Angellot Caro

Personal information
- Full name: Angellot Alexander Caro Garcés
- Date of birth: 3 December 1988 (age 37)
- Place of birth: Bogotá, Colombia
- Height: 1.69 m (5 ft 7 in)
- Position: Forward

Team information
- Current team: Atlético Parceros FC (Kings League)

Senior career*
- Years: Team / Apps / (Gls)
- 2010–2011: Benago
- 2011: Caja Segovia
- 2012: Trujillanos
- 2013: Al Wasl
- 2014: Real Bucaramanga
- 2015–2016: Al Mayadeen
- 2016: Feniks
- 2018: Sparta Praha
- 2019: Naft Al Wasat
- 2019: Anorthosis
- 2022–present: Barranquilleros FS
- 2023: Atlético Parceros FC (Kings League)
- 2025: Colombia (Kings Nations World Cup)

International career
- 2006–2024: Colombia

= Angellot Caro =

Colombian futsal player

Angellot Alexander Caro Garcés (born 3 December 1988) is a Colombian futsal player who plays for Barranquilleros FS. Known for his technical ability, leadership, and international experience, Caro has been a key figure in Colombian futsal for nearly two decades.

== Early life ==
Caro was born in Tunjuelito, a neighborhood in Bogotá, Colombia. Growing up in a humble environment, he developed his skills playing futsal in local tournaments. His early career began with Saeta Bogotá before moving to Czech side Benago in 2008.

== Club career ==
Caro's extensive career has seen him play in over 10 countries, including stints in Spain, Italy, the Czech Republic, Lebanon, and Brazil. Highlights of his club career include:

- Benago (2008–2011, 2012): Caro began his professional career in the Czech Republic with Benago.
- Caja Segovia (2011): Played in the Spanish league under renowned coach Jesús Velasco.
- Al Mayadeen (2015–2016): Won the Lebanese futsal league title.
- Magnus Futsal (2023): Became the first Colombian to win the Copa Brasil.

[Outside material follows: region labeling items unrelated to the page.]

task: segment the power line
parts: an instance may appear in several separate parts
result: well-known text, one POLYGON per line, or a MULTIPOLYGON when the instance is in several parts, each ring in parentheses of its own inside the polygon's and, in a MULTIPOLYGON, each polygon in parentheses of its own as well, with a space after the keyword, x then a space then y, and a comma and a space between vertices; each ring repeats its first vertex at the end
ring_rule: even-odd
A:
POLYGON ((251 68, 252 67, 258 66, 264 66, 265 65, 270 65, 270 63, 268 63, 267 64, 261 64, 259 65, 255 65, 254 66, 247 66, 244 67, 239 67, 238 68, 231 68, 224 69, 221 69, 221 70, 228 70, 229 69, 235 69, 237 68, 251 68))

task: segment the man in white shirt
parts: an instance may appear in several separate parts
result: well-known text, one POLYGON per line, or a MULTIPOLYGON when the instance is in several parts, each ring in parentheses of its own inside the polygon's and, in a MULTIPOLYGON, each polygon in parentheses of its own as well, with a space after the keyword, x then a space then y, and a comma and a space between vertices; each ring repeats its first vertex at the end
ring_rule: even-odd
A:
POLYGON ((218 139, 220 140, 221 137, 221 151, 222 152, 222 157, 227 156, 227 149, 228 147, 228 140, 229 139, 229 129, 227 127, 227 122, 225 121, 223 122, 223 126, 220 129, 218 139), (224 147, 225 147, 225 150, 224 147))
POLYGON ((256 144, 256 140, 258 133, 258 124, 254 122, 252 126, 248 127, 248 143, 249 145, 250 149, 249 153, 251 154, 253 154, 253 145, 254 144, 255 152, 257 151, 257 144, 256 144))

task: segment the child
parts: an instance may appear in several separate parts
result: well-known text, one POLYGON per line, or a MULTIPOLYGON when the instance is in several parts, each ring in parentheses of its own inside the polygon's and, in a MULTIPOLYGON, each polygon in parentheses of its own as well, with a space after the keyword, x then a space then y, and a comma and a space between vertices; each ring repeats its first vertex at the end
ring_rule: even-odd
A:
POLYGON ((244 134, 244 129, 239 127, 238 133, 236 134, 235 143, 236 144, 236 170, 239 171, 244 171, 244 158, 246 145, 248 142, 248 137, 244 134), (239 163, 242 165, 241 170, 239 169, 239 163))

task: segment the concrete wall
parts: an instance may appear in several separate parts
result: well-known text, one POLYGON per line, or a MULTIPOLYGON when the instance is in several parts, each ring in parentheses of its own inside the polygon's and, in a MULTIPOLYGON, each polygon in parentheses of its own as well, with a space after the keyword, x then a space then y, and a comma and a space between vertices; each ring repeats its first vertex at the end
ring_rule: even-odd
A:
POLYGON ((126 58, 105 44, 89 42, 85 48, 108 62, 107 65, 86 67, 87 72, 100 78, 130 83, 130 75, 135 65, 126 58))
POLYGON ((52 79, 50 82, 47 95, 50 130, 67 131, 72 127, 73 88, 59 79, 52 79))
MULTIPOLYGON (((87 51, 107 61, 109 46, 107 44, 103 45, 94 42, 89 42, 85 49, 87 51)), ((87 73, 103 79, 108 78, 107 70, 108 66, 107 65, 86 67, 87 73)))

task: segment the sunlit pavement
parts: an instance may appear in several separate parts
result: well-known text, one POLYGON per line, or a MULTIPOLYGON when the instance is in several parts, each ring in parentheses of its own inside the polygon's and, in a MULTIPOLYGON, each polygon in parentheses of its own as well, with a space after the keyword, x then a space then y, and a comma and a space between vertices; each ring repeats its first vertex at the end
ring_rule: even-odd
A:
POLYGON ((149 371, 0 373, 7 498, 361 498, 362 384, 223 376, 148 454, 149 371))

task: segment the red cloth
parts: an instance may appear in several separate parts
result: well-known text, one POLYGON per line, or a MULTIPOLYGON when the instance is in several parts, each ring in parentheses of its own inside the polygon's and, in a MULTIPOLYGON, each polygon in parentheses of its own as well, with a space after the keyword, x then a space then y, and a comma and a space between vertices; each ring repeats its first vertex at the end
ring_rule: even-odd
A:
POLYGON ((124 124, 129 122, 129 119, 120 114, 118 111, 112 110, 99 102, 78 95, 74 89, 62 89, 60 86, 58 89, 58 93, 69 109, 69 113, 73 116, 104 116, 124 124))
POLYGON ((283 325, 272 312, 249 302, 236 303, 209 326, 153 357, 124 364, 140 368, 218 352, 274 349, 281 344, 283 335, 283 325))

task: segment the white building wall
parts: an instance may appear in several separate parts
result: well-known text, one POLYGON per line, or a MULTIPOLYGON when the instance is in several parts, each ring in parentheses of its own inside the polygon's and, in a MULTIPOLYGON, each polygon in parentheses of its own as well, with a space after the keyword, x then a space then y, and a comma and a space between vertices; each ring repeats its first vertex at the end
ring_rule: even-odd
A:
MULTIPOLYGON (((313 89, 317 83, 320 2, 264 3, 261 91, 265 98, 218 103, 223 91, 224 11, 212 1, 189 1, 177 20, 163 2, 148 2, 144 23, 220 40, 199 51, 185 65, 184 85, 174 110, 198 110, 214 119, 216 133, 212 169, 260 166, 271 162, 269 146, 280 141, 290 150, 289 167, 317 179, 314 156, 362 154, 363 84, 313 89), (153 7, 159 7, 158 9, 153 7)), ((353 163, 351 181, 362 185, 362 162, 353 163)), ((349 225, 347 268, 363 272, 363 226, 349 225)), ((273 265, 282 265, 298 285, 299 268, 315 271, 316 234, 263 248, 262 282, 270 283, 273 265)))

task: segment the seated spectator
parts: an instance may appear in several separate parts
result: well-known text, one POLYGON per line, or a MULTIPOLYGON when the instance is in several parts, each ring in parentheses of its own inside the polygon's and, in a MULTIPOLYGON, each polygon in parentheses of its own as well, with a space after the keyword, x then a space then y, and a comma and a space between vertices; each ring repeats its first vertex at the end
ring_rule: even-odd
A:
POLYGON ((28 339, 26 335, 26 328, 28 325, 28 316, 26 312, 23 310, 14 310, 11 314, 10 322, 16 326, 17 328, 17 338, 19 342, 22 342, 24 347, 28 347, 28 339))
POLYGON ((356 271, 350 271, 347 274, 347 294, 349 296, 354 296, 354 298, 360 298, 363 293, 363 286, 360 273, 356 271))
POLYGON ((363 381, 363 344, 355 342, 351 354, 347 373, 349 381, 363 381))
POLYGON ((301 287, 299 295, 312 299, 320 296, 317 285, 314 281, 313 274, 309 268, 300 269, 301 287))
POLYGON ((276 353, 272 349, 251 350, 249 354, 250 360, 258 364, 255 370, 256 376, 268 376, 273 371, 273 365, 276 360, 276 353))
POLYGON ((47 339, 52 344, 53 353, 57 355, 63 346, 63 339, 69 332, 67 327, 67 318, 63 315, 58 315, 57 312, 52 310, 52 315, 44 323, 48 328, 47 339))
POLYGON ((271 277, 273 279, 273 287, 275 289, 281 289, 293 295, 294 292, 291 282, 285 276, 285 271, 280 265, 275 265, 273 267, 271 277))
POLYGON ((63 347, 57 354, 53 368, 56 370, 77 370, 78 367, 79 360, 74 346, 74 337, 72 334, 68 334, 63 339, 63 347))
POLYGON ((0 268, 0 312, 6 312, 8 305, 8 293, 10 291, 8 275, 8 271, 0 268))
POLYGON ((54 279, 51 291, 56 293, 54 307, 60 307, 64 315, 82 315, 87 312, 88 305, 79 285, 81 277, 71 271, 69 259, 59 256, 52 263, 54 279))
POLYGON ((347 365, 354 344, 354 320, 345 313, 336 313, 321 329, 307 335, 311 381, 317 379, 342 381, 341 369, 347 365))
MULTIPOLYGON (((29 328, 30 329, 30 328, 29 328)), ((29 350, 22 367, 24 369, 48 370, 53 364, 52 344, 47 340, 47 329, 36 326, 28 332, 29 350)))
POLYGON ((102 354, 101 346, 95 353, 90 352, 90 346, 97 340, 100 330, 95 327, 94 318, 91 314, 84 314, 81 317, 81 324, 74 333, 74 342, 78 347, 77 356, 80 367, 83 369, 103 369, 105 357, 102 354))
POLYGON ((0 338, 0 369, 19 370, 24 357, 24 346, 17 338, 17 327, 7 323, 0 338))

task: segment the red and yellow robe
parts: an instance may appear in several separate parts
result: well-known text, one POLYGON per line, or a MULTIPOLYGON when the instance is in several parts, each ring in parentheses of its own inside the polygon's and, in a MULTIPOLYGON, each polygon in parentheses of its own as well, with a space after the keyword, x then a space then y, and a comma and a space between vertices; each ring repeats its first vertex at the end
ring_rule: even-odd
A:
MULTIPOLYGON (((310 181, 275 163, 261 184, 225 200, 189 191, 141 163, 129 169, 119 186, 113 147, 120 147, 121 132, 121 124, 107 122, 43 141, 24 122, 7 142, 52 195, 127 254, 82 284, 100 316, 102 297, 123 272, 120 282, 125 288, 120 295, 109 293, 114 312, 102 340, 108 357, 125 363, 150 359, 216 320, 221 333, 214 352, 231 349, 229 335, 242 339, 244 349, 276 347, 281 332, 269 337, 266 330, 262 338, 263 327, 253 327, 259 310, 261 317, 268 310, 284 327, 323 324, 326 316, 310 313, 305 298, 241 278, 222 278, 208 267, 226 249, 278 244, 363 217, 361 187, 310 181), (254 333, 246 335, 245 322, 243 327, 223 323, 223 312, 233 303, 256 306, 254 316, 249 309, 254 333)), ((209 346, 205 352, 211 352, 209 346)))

In 2022, Caro joined Barranquilleros FS in Colombia as both a player and a coach. He also played for Atlético Parceros FC in the Americas Kings League and represented Colombia as player in the Kings Nations World Cup in 2025.

== International career ==
Caro represented Colombia in two FIFA Futsal World Cups, including the team's historic fourth-place finish in the 2012 FIFA Futsal World Cup in Thailand. Known for his creativity and leadership, he served as captain from 2014 until his retirement in 2024.

In February 2024, Caro announced his retirement from the national team after Colombia's elimination in the Copa América, where he publicly took responsibility for a crucial mistake in the tournament.

== Honours ==
=== Club ===
- Copa Brasil: 2023 (Magnus Futsal)
- Lebanese Futsal League: 2015–16 (Al Mayadeen)
- Czech Futsal League: 2018 (Sparta Praha)

=== International ===
- FIFA Futsal World Cup: Fourth place (2012)

== Personal life ==
Angellot Caro is close friends with Colombian football star James Rodríguez, with whom he has shared several social and professional moments.